在校生に感謝の言葉を伝える5人の卒業生=伊万里市波多津町の波多津東小学校

■「いつも心の中に」

 県内のほとんどの小学校で17日、卒業式が行われた。本年度で閉校となる伊万里市波多津町の波多津東小では、最後の卒業生となる5人が思い出いっぱいの学びやを巣立った。

 波多津東小は1956(昭和31)年、大平小学校と波多津小学校筒井分校が統合して開校。児童数の減少などを理由に61年の歴史に幕を閉じ、新年度から波多津小と統合される。校舎は波多津東小の校舎を利用するが、名称は「波多津小」となる。

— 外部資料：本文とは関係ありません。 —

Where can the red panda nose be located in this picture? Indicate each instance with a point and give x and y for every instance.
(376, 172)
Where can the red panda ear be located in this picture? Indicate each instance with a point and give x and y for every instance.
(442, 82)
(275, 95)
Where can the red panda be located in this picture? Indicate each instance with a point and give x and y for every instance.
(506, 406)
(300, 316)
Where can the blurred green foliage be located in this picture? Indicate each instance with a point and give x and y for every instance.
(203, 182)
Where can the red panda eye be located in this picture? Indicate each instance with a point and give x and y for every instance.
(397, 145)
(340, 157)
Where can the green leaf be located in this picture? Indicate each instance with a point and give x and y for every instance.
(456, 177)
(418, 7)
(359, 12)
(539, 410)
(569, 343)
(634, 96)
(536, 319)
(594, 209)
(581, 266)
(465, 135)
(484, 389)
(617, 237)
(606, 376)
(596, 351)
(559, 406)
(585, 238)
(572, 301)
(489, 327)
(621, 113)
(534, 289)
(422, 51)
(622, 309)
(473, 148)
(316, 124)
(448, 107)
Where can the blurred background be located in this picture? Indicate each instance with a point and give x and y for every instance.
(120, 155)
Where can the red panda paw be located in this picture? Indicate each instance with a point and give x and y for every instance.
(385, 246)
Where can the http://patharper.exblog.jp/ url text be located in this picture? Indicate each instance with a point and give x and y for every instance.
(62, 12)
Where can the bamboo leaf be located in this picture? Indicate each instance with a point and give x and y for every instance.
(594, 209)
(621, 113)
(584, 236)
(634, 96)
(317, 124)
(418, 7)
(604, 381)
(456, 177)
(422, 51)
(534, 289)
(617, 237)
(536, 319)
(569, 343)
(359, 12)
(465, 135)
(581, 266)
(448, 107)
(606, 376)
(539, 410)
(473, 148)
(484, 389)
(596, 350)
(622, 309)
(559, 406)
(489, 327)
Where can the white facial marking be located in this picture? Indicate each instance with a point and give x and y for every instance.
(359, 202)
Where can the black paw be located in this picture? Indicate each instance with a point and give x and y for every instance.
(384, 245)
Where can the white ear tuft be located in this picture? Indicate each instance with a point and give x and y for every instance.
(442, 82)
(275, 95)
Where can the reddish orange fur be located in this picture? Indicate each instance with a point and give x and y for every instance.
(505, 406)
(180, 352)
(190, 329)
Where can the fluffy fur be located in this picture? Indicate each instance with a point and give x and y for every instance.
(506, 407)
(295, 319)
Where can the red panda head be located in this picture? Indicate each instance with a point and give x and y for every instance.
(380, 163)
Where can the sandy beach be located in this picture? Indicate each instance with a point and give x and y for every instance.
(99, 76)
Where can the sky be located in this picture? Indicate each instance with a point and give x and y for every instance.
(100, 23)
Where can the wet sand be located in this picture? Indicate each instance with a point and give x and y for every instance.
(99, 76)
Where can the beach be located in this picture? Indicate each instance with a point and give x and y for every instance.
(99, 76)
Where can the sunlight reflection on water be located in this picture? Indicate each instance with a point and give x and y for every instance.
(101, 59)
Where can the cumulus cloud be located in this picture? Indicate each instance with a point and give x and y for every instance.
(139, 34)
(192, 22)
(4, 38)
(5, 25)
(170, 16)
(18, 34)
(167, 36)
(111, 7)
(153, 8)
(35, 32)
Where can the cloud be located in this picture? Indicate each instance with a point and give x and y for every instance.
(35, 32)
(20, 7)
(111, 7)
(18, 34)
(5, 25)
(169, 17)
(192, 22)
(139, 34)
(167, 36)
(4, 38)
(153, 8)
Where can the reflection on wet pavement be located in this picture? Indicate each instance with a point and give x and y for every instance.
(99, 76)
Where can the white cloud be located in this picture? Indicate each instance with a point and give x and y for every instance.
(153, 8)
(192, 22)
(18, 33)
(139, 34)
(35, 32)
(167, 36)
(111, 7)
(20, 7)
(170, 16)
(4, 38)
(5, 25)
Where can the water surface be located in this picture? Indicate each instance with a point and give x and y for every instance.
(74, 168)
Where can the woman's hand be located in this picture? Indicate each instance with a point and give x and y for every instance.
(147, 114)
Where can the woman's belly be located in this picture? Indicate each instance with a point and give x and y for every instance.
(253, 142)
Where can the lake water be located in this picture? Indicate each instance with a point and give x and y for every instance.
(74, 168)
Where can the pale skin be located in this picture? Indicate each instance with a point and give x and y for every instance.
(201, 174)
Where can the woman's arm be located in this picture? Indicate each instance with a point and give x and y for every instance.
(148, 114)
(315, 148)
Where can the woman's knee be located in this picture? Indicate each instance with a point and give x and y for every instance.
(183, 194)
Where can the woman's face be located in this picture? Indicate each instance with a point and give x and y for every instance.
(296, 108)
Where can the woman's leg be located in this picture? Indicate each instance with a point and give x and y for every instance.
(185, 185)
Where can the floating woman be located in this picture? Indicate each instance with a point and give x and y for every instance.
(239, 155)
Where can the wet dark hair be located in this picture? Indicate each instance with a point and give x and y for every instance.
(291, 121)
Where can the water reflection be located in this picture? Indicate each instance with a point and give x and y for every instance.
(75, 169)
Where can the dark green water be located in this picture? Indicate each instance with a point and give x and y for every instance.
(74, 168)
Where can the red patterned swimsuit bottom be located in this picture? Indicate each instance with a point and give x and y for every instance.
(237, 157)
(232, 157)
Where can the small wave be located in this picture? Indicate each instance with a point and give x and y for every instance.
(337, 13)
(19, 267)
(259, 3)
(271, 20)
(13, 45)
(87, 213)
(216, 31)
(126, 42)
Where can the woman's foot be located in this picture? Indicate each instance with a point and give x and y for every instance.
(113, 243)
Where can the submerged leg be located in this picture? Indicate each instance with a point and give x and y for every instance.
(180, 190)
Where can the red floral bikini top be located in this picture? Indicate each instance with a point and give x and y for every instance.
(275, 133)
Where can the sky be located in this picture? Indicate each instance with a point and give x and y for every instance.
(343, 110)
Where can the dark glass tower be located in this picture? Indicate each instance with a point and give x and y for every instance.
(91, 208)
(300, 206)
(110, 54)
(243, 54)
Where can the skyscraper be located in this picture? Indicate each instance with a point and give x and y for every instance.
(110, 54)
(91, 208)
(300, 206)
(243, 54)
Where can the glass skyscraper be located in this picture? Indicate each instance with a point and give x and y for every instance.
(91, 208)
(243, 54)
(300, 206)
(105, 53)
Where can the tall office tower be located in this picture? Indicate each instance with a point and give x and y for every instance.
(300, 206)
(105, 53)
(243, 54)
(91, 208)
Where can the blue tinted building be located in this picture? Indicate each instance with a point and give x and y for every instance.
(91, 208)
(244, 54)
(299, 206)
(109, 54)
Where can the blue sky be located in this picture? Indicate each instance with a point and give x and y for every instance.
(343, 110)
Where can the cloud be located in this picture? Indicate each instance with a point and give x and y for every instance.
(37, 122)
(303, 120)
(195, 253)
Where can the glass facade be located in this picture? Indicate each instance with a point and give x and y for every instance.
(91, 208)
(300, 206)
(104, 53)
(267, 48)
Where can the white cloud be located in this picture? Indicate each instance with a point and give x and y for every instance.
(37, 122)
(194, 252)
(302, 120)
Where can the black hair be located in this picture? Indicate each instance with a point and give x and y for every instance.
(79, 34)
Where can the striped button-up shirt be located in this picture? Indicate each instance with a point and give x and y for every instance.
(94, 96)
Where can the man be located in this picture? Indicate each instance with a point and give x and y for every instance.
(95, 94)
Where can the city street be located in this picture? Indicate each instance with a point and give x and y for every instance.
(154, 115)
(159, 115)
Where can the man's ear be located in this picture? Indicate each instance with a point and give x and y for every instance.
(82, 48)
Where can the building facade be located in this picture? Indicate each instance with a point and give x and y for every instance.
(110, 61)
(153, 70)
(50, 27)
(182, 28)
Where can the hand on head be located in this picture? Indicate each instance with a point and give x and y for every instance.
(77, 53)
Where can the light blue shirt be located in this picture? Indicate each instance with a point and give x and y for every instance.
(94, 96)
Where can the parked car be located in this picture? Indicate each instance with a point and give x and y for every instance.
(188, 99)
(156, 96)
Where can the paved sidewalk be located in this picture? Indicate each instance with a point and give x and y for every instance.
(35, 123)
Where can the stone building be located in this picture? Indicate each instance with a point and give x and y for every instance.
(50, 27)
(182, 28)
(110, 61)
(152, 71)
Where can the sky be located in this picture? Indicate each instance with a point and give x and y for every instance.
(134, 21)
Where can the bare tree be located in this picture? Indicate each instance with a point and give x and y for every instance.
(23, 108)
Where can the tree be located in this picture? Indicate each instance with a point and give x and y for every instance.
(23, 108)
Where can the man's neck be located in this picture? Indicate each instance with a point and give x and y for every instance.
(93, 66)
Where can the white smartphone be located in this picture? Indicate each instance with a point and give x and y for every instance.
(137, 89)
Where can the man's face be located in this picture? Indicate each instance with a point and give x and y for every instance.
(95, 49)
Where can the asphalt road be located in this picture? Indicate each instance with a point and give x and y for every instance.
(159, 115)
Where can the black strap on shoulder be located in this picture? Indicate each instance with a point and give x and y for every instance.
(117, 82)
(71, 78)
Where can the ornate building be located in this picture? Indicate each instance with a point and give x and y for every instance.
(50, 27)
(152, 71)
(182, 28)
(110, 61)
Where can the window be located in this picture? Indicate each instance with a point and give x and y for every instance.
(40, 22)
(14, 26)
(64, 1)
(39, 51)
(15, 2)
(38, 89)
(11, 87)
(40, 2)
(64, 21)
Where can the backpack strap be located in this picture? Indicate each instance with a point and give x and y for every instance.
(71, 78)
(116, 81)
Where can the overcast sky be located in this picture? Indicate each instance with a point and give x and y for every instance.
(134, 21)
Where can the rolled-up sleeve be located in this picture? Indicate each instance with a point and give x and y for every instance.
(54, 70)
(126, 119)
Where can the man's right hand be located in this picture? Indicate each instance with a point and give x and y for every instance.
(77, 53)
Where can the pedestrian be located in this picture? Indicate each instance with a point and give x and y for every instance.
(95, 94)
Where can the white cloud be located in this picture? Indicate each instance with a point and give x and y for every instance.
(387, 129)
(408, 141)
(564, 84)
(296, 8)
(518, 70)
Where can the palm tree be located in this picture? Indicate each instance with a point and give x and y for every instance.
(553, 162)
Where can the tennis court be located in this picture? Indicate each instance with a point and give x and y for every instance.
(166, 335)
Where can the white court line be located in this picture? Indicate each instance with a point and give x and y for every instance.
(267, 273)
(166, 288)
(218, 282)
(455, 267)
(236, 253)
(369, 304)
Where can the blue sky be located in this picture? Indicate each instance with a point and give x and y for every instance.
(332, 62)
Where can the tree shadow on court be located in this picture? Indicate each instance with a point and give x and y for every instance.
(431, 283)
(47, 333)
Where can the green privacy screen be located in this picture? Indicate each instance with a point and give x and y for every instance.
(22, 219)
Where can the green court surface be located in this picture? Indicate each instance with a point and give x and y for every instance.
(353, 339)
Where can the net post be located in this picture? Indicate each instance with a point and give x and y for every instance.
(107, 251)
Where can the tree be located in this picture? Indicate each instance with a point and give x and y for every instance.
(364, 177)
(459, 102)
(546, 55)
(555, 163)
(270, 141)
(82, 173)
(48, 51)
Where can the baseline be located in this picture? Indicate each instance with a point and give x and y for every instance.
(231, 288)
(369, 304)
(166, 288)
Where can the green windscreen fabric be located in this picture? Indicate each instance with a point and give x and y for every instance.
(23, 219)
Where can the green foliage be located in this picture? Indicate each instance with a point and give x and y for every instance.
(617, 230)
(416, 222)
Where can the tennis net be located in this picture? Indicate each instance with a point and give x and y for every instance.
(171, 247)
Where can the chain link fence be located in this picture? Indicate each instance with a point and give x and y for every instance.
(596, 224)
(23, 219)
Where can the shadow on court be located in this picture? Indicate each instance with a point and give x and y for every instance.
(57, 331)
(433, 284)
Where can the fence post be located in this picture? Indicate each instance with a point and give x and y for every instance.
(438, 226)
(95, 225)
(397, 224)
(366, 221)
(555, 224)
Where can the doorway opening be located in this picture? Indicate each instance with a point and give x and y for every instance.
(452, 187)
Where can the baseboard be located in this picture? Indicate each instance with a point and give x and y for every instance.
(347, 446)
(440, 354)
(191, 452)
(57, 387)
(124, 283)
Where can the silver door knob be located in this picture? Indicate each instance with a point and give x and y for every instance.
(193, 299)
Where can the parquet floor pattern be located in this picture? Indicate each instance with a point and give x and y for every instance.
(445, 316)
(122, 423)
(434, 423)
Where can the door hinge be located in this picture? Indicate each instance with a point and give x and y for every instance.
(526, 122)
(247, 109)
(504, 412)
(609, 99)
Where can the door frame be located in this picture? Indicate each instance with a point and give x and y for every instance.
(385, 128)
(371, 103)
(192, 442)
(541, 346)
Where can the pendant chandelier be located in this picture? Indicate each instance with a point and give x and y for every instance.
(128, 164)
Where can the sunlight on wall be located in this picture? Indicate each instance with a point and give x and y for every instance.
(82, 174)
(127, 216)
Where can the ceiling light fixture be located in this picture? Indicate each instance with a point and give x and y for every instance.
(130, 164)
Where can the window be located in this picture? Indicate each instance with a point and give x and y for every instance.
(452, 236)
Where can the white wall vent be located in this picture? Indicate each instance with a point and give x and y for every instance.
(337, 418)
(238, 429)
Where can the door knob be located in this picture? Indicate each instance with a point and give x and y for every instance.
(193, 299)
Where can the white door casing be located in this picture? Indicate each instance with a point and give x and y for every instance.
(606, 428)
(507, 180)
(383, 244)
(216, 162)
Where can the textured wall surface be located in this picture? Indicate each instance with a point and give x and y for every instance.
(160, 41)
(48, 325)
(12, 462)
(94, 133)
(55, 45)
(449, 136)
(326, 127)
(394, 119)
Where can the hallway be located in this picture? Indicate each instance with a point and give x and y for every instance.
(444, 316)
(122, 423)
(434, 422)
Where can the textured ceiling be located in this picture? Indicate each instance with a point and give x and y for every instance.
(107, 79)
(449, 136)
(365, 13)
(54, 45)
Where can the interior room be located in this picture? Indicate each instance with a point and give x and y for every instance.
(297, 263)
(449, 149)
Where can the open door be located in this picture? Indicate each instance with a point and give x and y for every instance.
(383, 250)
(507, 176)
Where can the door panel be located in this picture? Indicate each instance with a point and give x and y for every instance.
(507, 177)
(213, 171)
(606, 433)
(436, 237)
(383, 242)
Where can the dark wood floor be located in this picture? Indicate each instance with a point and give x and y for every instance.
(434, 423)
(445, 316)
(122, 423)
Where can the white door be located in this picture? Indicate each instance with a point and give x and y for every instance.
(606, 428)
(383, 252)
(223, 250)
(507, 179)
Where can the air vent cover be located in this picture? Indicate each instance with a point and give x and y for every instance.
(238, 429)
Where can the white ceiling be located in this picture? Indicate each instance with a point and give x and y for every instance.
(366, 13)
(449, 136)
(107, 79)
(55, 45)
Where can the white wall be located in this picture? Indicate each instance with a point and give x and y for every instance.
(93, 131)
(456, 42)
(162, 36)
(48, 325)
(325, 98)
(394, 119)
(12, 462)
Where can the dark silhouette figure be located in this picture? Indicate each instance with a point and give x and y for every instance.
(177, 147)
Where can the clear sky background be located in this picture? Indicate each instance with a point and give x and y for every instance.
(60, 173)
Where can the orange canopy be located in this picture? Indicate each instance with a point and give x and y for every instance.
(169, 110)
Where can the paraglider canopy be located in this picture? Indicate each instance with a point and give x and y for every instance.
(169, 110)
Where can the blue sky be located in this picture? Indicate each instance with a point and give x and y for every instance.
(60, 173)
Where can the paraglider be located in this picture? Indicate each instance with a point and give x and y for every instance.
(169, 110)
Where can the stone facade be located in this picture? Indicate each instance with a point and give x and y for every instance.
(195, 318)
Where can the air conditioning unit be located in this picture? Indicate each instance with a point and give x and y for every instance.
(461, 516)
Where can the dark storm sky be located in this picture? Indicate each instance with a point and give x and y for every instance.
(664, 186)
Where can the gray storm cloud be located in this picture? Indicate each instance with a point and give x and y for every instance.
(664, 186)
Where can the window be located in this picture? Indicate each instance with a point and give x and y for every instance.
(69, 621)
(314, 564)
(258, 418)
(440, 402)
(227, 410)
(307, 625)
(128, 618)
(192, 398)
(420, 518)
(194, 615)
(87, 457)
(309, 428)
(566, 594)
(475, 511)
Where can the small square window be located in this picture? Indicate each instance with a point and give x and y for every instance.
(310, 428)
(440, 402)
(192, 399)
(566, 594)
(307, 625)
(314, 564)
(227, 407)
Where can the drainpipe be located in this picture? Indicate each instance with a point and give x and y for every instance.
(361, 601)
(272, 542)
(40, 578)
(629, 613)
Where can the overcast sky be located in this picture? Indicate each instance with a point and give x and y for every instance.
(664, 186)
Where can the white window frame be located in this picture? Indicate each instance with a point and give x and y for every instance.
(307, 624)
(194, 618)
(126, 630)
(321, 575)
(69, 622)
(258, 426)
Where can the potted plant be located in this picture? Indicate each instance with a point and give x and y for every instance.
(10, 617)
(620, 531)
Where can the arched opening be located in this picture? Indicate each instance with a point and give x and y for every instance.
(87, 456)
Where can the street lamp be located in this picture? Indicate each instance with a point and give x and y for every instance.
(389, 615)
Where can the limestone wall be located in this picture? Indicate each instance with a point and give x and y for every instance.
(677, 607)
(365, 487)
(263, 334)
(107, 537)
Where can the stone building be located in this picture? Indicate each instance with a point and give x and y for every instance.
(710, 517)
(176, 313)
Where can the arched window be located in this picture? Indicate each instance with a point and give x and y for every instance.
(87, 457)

 卒業式は保護者や地域の人々が見守る中で開かれ、卒業生は高木和之校長から卒業証書を受け取り、ステージ上から一人ずつ「お父さん、お母さん、大切に育ててくれてありがとう」などと感謝の言葉や巣立ちの心境を語った。式辞で高木校長は「今回の卒業証書の1434号がついに最後の番号(卒業者数)となった。歴史と伝統のある波多津東小の卒業生であることに自信と誇りを持って」と呼び掛けた。

 卒業式後は教室で「最後の授業」。1年生の時の写真や初めて描いた絵が張ってあり、涙をにじませて6年間の思い出に浸った。校名がなくなることについて、5人は「悲しいけど、新しい歴史が始まる喜びもある」「名前は消えるけど、心の中にはいつも波多津東小がある」と話した。